Scott joined me on our terrace one evening where, after tucking Scottie in, I liked to sit and watch the sky darken and the stars appear, and to study the moon if it was around. The timelessness of nightfall comforted me. I was not quite twenty-four years old, and for all that I’d seen and done, when things quieted down I was still the old me, the Alabama girl who was as likely to swim in a moonlit creek as to dance a night away.
“Hi,” I said as Scott sat down. “I had a letter from Sara Mayfield today—she’s going to marry John Sellers. You remember John, he’s one of the fellas I went with before I knew you. Never seriously, of course; he had a kind of an edge I just never quite warmed to—but I bet that’s long gone now, if Sara’ll have him.”
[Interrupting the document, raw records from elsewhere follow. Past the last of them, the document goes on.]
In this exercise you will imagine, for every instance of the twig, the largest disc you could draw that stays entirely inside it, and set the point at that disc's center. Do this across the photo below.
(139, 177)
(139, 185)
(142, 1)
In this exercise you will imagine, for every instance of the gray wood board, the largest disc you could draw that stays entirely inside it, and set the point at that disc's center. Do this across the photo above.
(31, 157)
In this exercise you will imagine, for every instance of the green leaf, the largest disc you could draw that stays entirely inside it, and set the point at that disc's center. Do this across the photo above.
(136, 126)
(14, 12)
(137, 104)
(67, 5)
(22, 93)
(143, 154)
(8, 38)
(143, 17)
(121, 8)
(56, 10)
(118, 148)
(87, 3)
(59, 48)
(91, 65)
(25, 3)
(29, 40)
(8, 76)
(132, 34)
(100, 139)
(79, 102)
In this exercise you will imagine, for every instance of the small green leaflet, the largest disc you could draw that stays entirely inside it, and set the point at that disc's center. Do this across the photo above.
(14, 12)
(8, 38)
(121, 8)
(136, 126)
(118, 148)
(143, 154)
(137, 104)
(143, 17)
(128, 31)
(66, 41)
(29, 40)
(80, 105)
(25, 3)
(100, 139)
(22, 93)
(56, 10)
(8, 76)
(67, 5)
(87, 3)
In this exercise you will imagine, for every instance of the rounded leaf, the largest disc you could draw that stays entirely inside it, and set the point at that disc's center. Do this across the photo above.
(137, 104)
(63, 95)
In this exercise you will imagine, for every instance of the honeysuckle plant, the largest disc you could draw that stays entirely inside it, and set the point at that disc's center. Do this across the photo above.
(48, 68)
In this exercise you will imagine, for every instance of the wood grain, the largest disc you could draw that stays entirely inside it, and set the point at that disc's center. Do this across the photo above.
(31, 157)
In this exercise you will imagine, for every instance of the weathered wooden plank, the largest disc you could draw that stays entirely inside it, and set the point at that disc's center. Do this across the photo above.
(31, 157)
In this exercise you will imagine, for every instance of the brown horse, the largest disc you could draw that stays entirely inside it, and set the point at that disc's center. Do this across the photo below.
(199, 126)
“I’m ready,” Scott said. “I’m restarting the book tomorrow. I’ve had a look at the draft, I know what needs to change—I can see it all like a vision before me.” He set a pair of goblets and a wine carafe on the iron table between our chairs. “I can’t even describe how marvelous it’s going to be.”
“You’re going to write tomorrow after drinking tonight? Do you think that’s a good idea?”
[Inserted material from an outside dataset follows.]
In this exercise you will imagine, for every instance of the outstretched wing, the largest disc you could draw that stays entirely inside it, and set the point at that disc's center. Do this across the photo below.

“Wine’s not booze, dearest. Restaurants serve it with every meal.”
“It is too booze. It’s got alcohol in it, that’s a fact, and you can’t disbelieve a fact.”
“Children drink wine here,” he said.
“Maybe. But it doesn’t prove your case.”
“Are you planning to take over your father’s seat on the court?” he said as he filled both glasses and handed me one.
“See, this is how you get when you know I’m right.”
“This is how
you
act when you’re determined to sabotage my work.”
The remark surprised me. “That’s right,” I said, “I
want
you to fail at everything. That’s why I followed you to New York, and Westport, and St. Paul, and Great Neck, and now France—all in, what, four years? Yes, I gave up my family in Montgomery, gave up my house and my friends and everything that was so good about our Great Neck life, in order to follow you halfway across the earth and then
sabotage you
.”
He squinted at me, scratched his head, bit his thumbnail. “Poor word choice. Sorry. I’ve sampled the wine, maybe a bit too liberally?”
“I’ll say.”
“It’s going to be a damned masterpiece, you know.”
“The wine?”
“The book.”
“That’s quite a prediction.”
“Everything I’ve sketched out so far needs to be rewritten, but, Zelda, I’m finally going to live up to my potential with this one. I’m going to
surpass
my potential. This book’s going to prove that I’m the greatest writer of my age.”